Welnu, zeide de president, dan is de beurt aan Dr. Wilhelm Kobalt.
Mijnheer de voorzitter, sprak deze, 't was mijn voornemen de overbodigheid van een godsbegrip te betoogen en het goed recht der mechanische oorzaken uiteen te zetten. Maar daar het mij niet mogelijk is, dit in tien minuten ten einde te brengen, laat ook ik het woord aan anderen over.
Wel, riep eene stem, spreek dan langer dan tien minuten, des noods den heelen dag! Dan komt er wat in den pot, en wij zullen niet al te scherp toeluisteren.
Zulke gierigaards, die aristocratische oud-liberalen! hoorde men vrij duidelijk zeggen.

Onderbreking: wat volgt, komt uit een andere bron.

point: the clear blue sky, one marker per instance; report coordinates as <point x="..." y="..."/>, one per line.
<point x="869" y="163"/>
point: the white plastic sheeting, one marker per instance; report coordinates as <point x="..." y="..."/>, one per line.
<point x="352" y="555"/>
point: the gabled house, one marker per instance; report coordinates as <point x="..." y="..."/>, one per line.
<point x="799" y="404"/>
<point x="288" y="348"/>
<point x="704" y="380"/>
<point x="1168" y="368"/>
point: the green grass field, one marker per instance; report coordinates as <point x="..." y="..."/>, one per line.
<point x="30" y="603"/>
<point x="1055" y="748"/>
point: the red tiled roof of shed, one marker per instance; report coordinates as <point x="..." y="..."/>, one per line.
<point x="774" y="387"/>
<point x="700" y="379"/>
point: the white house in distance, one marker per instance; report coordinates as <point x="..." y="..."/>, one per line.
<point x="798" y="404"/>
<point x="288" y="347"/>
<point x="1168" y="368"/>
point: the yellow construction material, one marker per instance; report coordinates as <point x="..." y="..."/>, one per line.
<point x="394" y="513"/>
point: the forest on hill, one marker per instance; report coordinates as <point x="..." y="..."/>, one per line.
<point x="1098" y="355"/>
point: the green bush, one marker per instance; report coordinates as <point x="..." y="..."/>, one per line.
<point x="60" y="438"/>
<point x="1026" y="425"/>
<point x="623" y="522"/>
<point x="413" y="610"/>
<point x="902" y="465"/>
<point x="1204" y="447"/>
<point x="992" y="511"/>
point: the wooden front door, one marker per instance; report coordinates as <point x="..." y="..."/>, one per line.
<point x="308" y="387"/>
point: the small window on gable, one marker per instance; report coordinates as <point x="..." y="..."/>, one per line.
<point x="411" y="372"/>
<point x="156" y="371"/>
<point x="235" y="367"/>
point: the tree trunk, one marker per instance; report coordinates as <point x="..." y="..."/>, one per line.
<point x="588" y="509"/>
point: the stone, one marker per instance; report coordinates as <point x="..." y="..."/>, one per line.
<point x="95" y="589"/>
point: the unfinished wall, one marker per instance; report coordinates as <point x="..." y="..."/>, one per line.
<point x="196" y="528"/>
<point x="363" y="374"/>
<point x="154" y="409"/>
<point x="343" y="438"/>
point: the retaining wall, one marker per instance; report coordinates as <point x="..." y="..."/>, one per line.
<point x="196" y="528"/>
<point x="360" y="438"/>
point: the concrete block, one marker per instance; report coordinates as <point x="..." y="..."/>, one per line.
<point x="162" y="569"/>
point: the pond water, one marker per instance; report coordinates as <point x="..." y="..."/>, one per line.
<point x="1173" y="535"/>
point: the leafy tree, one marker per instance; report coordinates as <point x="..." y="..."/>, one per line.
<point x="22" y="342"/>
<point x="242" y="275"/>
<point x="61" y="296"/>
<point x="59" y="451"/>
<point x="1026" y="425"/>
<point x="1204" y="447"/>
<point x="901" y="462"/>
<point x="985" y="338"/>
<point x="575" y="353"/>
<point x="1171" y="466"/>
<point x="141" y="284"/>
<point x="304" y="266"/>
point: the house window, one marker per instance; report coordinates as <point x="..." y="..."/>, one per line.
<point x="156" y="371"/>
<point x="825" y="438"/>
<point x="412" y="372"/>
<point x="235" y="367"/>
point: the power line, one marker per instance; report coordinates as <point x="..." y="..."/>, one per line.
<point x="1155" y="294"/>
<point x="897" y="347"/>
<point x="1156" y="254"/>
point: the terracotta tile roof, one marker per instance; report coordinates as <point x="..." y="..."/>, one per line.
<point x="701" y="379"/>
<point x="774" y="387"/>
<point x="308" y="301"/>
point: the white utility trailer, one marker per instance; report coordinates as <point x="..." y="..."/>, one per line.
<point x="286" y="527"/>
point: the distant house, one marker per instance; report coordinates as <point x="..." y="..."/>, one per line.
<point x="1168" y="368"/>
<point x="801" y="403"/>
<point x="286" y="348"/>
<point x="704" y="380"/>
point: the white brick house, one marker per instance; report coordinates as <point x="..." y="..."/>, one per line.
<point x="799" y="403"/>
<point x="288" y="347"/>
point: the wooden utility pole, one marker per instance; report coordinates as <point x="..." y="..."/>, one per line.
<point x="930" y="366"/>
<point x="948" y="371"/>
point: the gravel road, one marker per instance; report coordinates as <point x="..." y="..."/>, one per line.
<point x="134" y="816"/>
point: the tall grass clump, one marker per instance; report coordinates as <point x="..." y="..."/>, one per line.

Nu, als gij lust hebt om te betalen, neem dan zelf het woord op!
Ik? Ik heb niets te zeggen!
Dat was een der Darwiniaansche zeventigmannen nooit gebeurd, dat hij niets te zeggen of te amendeeren had.
De voorzitter riep de overigen, die zich hadden aangemeld, op de rij af, maar kreeg van allen 't zelfde bescheid.
Het was duidelijk: geen enkel Darwiniaansch kamerlid voelde zich bij machte om binnen tien minuten zijn gevoelen te zeggen.
Zie zoo, dacht Glatthaut, terwijl hij zich vergenoegd de handen wreef, ik heb het liberale middel gevonden om die liberale heeren te muilbanden.
Dan, hernam de voorzitter, zal ik art. 1 in stemming brengen.
Daar nu bij het reglement van orde voldoende voorzien was tegen het zoogenaamde ‘doodstemmen’, sprak het van zelf, dat het artikel met algemeene stemmen werd aangenomen.